Students Helping Students

There seems to be a proliferation of getting college students to help teach students how to “get into” or “succeed in” college.  Stop and really think about that: a college student must teach someone how to get through college, how to “get into” college.  Is that really, truly the sort of education we want as a society?  Once in which those “inside” have to show the secret tips and tricks to get into it?

That sort of a situation certainly makes me wonder whether universities really are places of learning any more.  If they were a place of actual learning for those with true abilities should they not be more transparent and more open to those who actually have the capacity to handle university academics? Or, if colleges are already spread so thin as to not be able to support those students who do need it, should they have so many students?  What would happen if universities simply quit taking in so many students or students quit applying to universities and went into other career streams?

Next, how is someone supposed to gain that “experience” when they are too busy trying to tutor other students so that they succeed too?  If a student is doing full time classes and doing tutoring in order to either, make a bit of extra money or hoping that they can somehow use that experience in the future, that time takes away the option of internships and other work options that may actually be useful in accruing the 50+ years of experience required for entry-level positions.

All of these prior questions end up leading to the questions: why is it that so many tutors are needed and why is it such a profitable business?  It makes me stop and begin to re-think university.



Q: “What do I have to know for the final.”

A: If you’re asking this question you need to know more than you can possibly learn in the week from this last class to when the final is.

About as simple as I can make this situation, but I like to write so I’ll flesh this out a bit.

My understanding is this: Tests (or more specifically exams) are activities which instructors use in order to test a student’s knowledge of the subject manner which they are supposed to have been studying.  This in my opinion implies that a student has actually been studying the subject manner that the instructor has been going over.  This implication then means that a student must actually know everything of the subject manner in order to be prepared for the final meaning a student should have already studied and know all of the material fairly well by the time the final comes up.

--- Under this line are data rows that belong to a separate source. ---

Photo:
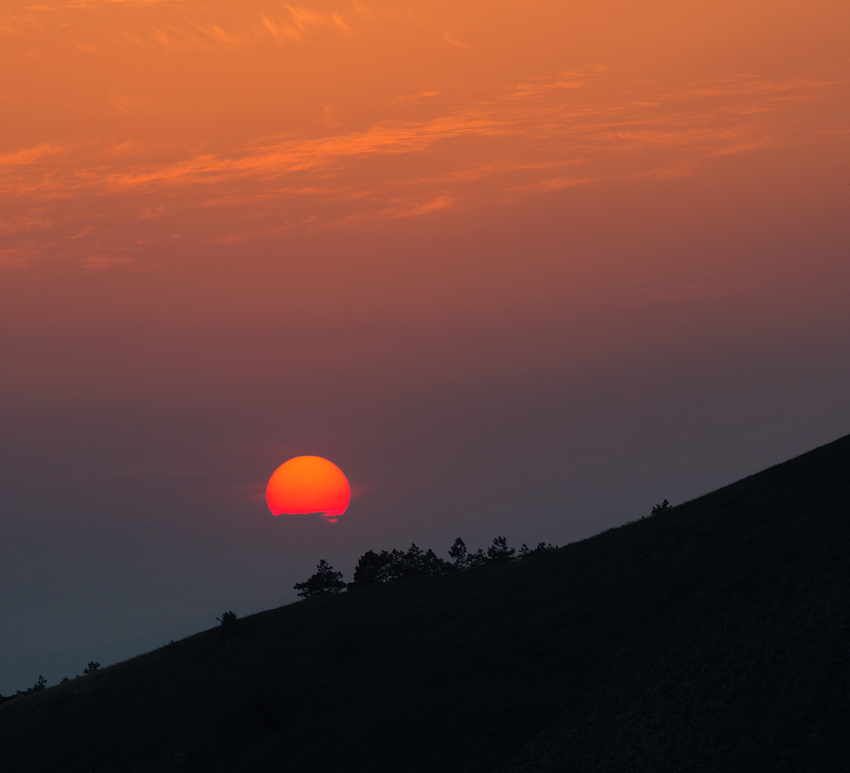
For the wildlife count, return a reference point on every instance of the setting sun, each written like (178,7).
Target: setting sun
(308,484)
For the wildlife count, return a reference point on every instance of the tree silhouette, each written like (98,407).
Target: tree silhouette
(542,547)
(459,554)
(499,552)
(322,583)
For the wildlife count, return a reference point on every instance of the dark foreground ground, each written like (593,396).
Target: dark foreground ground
(713,637)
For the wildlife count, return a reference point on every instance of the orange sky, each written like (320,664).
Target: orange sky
(127,126)
(521,268)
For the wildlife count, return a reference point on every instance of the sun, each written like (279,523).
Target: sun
(308,484)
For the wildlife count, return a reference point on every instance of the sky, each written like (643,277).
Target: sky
(518,268)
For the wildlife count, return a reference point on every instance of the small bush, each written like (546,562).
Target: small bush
(229,623)
(662,508)
(324,582)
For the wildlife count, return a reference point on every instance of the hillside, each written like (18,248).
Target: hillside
(715,636)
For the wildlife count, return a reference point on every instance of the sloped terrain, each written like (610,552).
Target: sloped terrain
(715,636)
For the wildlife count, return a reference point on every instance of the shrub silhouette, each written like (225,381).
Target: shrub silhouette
(542,547)
(324,582)
(388,566)
(499,552)
(229,623)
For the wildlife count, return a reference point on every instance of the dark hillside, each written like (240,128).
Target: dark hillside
(714,636)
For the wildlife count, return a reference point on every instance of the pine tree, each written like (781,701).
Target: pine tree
(322,583)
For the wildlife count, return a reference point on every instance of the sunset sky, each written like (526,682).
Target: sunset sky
(519,268)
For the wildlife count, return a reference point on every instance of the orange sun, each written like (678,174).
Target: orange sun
(308,484)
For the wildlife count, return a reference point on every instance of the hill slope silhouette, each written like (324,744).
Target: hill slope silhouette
(714,636)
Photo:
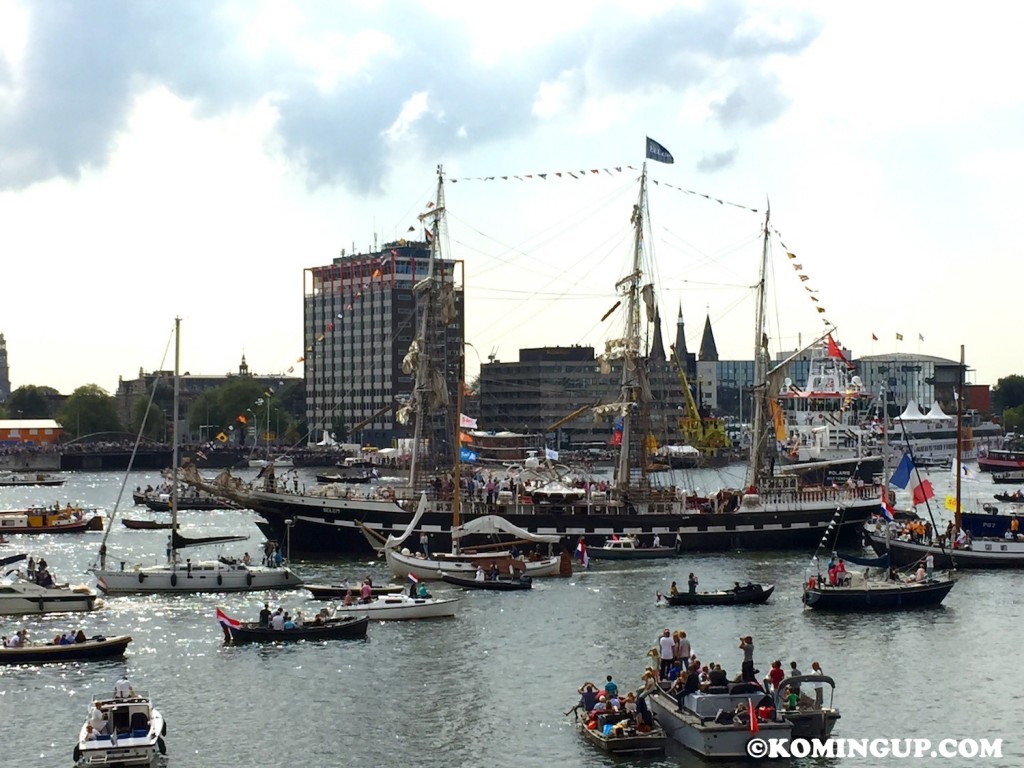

What I always see though instead of this is students wasting their time and the instructor’s time in class not dealing with any of the subject matter at all until two weeks before a test or exam comes up.  Suddenly everyone starts to worry about their grades, their understanding of the material and what the subject matter is of the class even. Questions like the above are asked in class wasting even more time for the class and the instructor.

Instead of wasting the time of everyone involved, why don’t we actually pay attention in class? Or better yet why don’t we just get rid of the classes and give us the books to read and the students deal with everything from there, it would be more efficient really.